Versetzter Polizeichef Lange: Disziplinarverfahren zieht sich
Neun Wochen nach der Versetzung des designierten Präsidenten der Zentralen Polizeidirektion Niedersachsen, Uwe Lange, ist die Unruhe in Teilen der Polizei groß. Das Verfahren kommt offenbar nur schleppend in Gang.
Die Petition mit rund 200 Unterschriften von Kolleginnen und Kollegen Langes ist im Landtag eingegangen. Während die Unterzeichner auf eine zügige Rückkehr von Uwe Lange drängen, sind nach Informationen des NDR Niedersachsen weder er selbst noch von ihm angegebene Zeuginnen im Disziplinarverfahren gehört worden. Innerhalb der Polizeiführung sorgt das plötzliche Umsetzen von Uwe Lange als Chef der Zentralen Polizeidirektion Niedersachsen (ZPD) an die Polizeiakademie für Irritationen. Dort ist der 57-Jährige nun offiziell Mitarbeiter und soll ein Projekt namens "Digitalisierung in der polizeilichen Bildung" verantworten.
Führungskräfte stellen Fehlerkultur infrage
Der NDR Niedersachsen hat mit zahlreichen Führungskräften vertraulich gesprochen. Hinterfragt wird vor allem, ob die Maßnahme dem vorgehaltenen Vergehen angemessen war, zumal im Strategieziel der Polizei das Wort "neue Fehlerkultur" von zentralem Stellenwert sein sollte. "Aber da hat man uns offenbar etwas vorgemacht", sagt ein Leiter einer Polizeiinspektion dem NDR Niedersachsen hinter vorgehaltener Hand. Offen möchte er sich nicht zitieren lassen, aus Sorge vor Konsequenzen, wie es heißt. "Es brodelt bei uns", heißt es von einer anderen Führungskraft.

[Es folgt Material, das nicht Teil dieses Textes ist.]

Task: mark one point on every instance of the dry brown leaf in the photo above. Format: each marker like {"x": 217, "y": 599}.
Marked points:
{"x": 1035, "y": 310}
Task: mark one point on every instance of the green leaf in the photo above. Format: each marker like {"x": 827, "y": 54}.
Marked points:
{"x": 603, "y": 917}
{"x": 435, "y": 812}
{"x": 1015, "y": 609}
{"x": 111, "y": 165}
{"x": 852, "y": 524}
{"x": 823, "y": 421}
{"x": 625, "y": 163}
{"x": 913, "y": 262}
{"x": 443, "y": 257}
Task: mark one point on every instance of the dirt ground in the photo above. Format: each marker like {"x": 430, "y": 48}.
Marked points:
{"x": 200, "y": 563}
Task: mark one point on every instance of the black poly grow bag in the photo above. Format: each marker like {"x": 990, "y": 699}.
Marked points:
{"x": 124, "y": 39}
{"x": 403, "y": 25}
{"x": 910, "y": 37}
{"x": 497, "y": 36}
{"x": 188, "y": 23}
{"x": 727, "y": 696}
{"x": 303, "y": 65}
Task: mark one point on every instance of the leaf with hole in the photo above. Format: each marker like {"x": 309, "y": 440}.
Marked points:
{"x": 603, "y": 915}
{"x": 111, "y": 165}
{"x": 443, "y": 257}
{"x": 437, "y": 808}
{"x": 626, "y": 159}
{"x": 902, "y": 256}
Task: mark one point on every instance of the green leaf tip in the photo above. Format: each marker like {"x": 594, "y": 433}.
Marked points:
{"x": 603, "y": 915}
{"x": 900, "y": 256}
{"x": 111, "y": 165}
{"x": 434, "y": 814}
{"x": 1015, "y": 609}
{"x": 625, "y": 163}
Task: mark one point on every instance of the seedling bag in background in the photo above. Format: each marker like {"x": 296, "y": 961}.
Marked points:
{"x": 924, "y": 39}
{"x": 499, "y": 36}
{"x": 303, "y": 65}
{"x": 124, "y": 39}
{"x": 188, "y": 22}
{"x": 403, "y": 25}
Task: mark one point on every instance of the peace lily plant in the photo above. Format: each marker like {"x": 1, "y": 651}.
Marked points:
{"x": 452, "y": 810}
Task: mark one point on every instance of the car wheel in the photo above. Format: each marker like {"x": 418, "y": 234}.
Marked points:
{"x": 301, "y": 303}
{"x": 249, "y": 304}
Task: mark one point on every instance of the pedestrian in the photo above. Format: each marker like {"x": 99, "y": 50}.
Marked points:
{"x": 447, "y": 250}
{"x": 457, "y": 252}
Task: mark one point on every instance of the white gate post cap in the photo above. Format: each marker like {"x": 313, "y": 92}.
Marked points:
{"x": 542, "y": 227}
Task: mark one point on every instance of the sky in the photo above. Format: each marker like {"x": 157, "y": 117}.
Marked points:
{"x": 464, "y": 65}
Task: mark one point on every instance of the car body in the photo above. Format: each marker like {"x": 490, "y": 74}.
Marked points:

Interne Beschwerden über Mitarbeiter
Lange wird im Disziplinarverfahren vorgeworfen, zu spät eingegriffen zu haben, nachdem es interne Beschwerden über einen Mitarbeiter gegeben hatte. Lange bestreitet das. Außerdem soll er eine der Beschwerdeführerinnen in einem Gespräch abgekanzelt haben. Sein Umfeld verweist darauf, dass Uwe Lange über einen längeren Zeitraum nicht nur die Geschäfte seiner erkrankten Vorgängerin übernommen hatte, sondern gleichzeitig auch noch Vizepräsident der ZPD war - eine Polizeidirektion, deren Aufgaben sich über IT-Lösungen, Technik und die Bereitschaftspolizei erstreckt und aufgrund ihrer Themenvielfalt als kompliziert zu führen gilt. Diese Leistungen seien zu würdigen, heißt es aus Polizeikreisen.
Abteilungsleiterin gab den Anstoß
Blicke richten sich auch auf die leitende Polizeidirektorin, die das Verfahren gegen Lange offiziell in Gang setzte - und schon einmal in Niedersachsen Geschichte schrieb, weil sie an anderer Stelle Fehlverhalten anzeigte. Später schrieb sie ein Buch über die Widerstände, die sie damals überwinden musste, um sich Gehör zu verschaffen.
Verein "Gesellschaft für Freiheitsrechte" lobt Anzeige
In einem aktuellen Video auf der Plattform YouTube ermutigt sie Polizisten und Polizistinnen, ebenfalls Fehlverhalten anzuzeigen und "Meldung zu machen". Aus ihrem Umfeld heißt es, man sei erleichtert, dass das Ministerium die Anzeige ernst genommen und gehandelt habe. Rückendeckung bekommt sie von Laura Kuttler vom Verein "Gesellschaft für Freiheitsrechte": "Wir brauchen gerade in der Führungsebene der Polizei Vorbilder, die Mut machen, etwas anzuzeigen, wenn etwas schiefläuft. Wichtig ist, dass andere sehen: Wenn das sogar eine hochrangige Polizistin macht, dann kann ich das auch", sagte Kuttler dem NDR.
Opposition vorerst verstummt
Der Vorgang war auch Thema einer Unterrichtung im Innenausschuss des Landtags. Die Parlamentarier wurden vertraulich unterrichtet, weil es sich um personalpolitische Vorgänge handelt. Nach der Sitzung war die Opposition zurückhaltend mit öffentlicher Kritik an der Umsetzung Uwe Langes. Offenbar war der Vortrag des Innenministeriums überzeugend.